What are the best methods for a large-scale trial to determine whether the EMBED-Care Framework is effective and used in the way it is intended?

To answer these questions will first run a feasibility study and then a pilot study. 

Feasibility study: The EMBED-Care Framework will be used in two community teams and two care homes in the care of people with dementia for six months. We will recruit forty people with dementia (10-12 in each team). We will collect data at the start (baseline) and monthly; use routine data including patient records; conduct focus groups or semi-structured interviews and use observations of practice. These will be used to understand how the intervention is used and informs practice, what is required to support its use in care, and how it needs to be adapted to context.

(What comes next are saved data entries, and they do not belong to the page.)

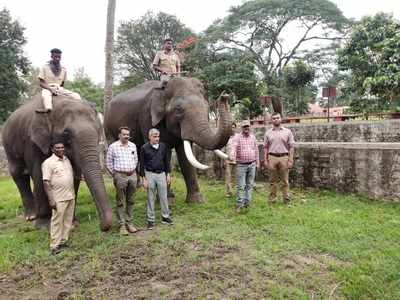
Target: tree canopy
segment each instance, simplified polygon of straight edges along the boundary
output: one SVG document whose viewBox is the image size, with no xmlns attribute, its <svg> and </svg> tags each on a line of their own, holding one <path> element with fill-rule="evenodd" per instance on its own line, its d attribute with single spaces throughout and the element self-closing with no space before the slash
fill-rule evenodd
<svg viewBox="0 0 400 300">
<path fill-rule="evenodd" d="M 400 22 L 391 15 L 368 16 L 354 27 L 339 50 L 339 67 L 351 73 L 357 101 L 372 97 L 382 109 L 400 97 Z M 356 101 L 356 102 L 357 102 Z M 362 109 L 364 105 L 353 102 Z"/>
<path fill-rule="evenodd" d="M 307 60 L 313 52 L 332 53 L 332 43 L 343 37 L 347 22 L 328 0 L 253 0 L 232 7 L 206 35 L 216 51 L 234 48 L 245 53 L 272 83 L 292 60 Z M 324 45 L 313 48 L 317 42 Z"/>
<path fill-rule="evenodd" d="M 14 111 L 26 89 L 23 75 L 29 61 L 23 53 L 24 28 L 11 18 L 7 9 L 0 11 L 0 123 Z"/>
<path fill-rule="evenodd" d="M 315 70 L 302 60 L 283 69 L 285 109 L 289 114 L 304 114 L 308 111 L 308 103 L 315 97 L 312 85 Z"/>
</svg>

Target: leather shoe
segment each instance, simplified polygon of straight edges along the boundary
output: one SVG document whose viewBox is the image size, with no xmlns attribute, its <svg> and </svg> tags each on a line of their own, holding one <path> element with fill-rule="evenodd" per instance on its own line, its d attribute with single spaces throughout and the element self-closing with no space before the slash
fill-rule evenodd
<svg viewBox="0 0 400 300">
<path fill-rule="evenodd" d="M 126 224 L 126 229 L 128 229 L 128 231 L 130 232 L 130 233 L 135 233 L 135 232 L 138 232 L 139 230 L 135 227 L 135 226 L 133 226 L 132 224 Z"/>
<path fill-rule="evenodd" d="M 122 226 L 119 228 L 119 234 L 120 234 L 120 235 L 129 235 L 129 232 L 128 232 L 128 230 L 126 230 L 126 227 L 125 227 L 124 225 L 122 225 Z"/>
</svg>

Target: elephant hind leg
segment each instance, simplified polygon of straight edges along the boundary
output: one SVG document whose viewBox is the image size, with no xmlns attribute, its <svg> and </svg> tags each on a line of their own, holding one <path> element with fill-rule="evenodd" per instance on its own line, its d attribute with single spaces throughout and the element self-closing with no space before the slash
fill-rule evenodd
<svg viewBox="0 0 400 300">
<path fill-rule="evenodd" d="M 9 160 L 10 174 L 13 178 L 24 206 L 25 220 L 33 221 L 36 219 L 36 206 L 30 184 L 30 176 L 25 173 L 25 166 L 22 162 Z"/>
</svg>

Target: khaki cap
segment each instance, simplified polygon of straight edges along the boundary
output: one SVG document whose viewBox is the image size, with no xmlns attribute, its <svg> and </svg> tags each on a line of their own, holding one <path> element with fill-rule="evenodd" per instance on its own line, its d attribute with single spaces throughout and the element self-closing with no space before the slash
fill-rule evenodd
<svg viewBox="0 0 400 300">
<path fill-rule="evenodd" d="M 249 121 L 249 120 L 244 120 L 244 121 L 242 121 L 242 123 L 240 124 L 240 127 L 245 127 L 245 126 L 249 126 L 249 127 L 250 127 L 250 121 Z"/>
</svg>

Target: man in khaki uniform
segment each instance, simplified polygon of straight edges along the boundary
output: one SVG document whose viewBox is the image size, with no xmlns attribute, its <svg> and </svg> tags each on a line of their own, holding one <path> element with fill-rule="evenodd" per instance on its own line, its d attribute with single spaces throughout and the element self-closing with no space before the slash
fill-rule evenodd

Pilot study: We will test the EMBED-Care Framework compared to usual care in four community teams and six care homes, with 100 people with dementia. Five settings will be randomised to receive the intervention and five will receive usual care. The study will last nine months. We will collect data at baseline and monthly, conduct focus groups/interviews, and collect data on the methods for a large-scale trial and economic evaluation, including, for example recruitment and data collection processes.

At the end of this we will have a refined EMBED-Care Framework. We will understand how the EMBED-Care Framework works to deliver integrated palliative care. We will also know what is needed to support the use of EMBED-Care Framework, and how it may need to be adapted to different contexts. We will end up with an intervention that can be used in a large-scale trial where we will also be able to conduct an economic evaluation.